Whichever POS system you choose, it is important to look at the traditional retail services with a new point of view. If they are more focused on how they fix problems "after-the-fact" as opposed to being proactive, then they probably aren't the right choice for you. In this new age of AI, remember the 6-million-dollar man, "we have the technology." There are now plenty of predictive analytics tools out there to predict the technical problems and market trends that plague most of the traditional POS systems.

Related: Retailers need to boost consumer trust when they’re introducing retail innovations

Implementing a predictive analytics program


Now that you have done all of the leg work, it's time to finally find out what all of this big data actually means for you. Here is your step-by-step guide:

1. Clean the Data: Before you start creating your program, it is important to go through the big data you've collected and eliminate the outliers. These can throw off your algorithms and corrupt your analysis from the start.

2. Set your Intentions: What is it you hope to accomplish from this research? Are you trying to boost sales? Are you trying to figure out why a particular location is failing? Or maybe you just want to get ahead of the curve before the great AI boom. Whatever your intentions, it's good to focus on what you're actually trying to quantify and set your baseline from there.

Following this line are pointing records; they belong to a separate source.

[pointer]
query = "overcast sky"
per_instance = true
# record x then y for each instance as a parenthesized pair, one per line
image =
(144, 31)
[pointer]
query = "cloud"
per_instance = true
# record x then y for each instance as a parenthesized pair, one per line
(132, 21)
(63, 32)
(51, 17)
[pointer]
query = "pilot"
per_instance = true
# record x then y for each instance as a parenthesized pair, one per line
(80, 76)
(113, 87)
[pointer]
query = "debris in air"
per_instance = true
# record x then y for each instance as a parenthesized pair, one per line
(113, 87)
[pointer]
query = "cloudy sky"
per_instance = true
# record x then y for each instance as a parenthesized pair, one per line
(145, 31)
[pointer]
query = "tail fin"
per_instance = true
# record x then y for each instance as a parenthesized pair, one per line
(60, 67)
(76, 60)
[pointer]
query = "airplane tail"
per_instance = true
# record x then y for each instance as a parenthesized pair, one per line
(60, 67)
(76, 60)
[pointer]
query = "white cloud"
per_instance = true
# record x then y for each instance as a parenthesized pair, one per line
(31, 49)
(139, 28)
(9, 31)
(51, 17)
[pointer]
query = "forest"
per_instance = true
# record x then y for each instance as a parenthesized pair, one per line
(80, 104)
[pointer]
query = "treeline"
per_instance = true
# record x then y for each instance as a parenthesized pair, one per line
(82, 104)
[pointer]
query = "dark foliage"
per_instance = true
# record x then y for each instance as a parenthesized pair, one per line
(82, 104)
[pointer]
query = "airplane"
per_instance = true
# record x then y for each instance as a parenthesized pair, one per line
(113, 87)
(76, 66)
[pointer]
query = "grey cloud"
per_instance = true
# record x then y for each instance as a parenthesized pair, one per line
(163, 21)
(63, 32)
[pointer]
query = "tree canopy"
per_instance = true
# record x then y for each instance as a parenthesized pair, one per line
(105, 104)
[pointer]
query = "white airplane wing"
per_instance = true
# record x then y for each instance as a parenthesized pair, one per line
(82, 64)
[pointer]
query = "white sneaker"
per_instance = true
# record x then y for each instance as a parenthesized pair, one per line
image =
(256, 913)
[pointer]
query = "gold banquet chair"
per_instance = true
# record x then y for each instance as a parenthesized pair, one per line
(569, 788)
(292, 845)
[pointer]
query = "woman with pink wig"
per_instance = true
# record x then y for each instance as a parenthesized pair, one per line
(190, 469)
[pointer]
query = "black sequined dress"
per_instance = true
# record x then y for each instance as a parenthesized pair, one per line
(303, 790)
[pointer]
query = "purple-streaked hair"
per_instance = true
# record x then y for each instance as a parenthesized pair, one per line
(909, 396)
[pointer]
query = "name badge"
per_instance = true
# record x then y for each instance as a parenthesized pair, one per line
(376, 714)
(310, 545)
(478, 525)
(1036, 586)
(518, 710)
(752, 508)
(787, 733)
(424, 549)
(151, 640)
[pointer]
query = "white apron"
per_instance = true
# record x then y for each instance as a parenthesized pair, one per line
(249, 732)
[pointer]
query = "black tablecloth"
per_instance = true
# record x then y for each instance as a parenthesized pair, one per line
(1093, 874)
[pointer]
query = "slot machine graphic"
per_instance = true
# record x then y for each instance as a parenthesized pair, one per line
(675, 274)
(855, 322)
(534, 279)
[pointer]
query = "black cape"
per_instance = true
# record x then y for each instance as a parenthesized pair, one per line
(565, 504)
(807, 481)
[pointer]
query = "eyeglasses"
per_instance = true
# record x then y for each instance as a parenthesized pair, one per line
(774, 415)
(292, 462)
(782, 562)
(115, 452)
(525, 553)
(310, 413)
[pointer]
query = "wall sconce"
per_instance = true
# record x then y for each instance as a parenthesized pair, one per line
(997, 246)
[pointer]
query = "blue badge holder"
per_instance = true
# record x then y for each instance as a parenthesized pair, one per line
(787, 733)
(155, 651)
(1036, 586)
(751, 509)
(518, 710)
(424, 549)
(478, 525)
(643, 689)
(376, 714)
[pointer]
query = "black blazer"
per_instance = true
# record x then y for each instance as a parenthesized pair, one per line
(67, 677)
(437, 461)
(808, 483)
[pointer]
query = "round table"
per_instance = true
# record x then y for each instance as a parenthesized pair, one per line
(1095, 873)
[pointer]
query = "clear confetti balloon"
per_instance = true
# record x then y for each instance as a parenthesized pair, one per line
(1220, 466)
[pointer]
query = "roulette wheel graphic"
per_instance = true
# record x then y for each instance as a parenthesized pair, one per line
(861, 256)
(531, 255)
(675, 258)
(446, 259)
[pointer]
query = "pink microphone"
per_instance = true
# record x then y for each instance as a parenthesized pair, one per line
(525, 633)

3. Define the Predictive Model: Now that you have squeaky clean data, you need to define the predictive algorithms that will be used to predict future behaviors. You want to avoid "over-fitting or under-fitting" your business analytics model -don't become so laser-focused on the future, that you forget to take into consideration historical data trends. At the same time, don't assume that past retail analytics trends are always predictors of future ones. Remember that correlation doesn't always equal causality.

4. Test your Predictive Model: Once you have set your model, you need to make sure it works. Use data from sales that have already occurred to test your new machine learning algorithm, did it work? This is such a crucial step in the process, as crucial as a chef tasting the food before sending it out. You need to feel confident in knowing that all of the future data you predict will be correct.

5. Roll out your Predictive Analytics Techniques: Now you're an expert! Get ready to roll out your new predictive model and let it do the work for you. Your predictive analysis POS program can take care of it from here!

With increased competition in the retail market and customer expectations for a seamless, multichannel experience, predictive analytics software combines AI and machine learning algorithms to provide information such as employee trust scores, future sales forecasts and preemptive action recommendations. Advanced analytics and data mining are no longer nice-to-haves, but must-haves: investing in predictive analytics software today gets your retail business ready for a successful tomorrow.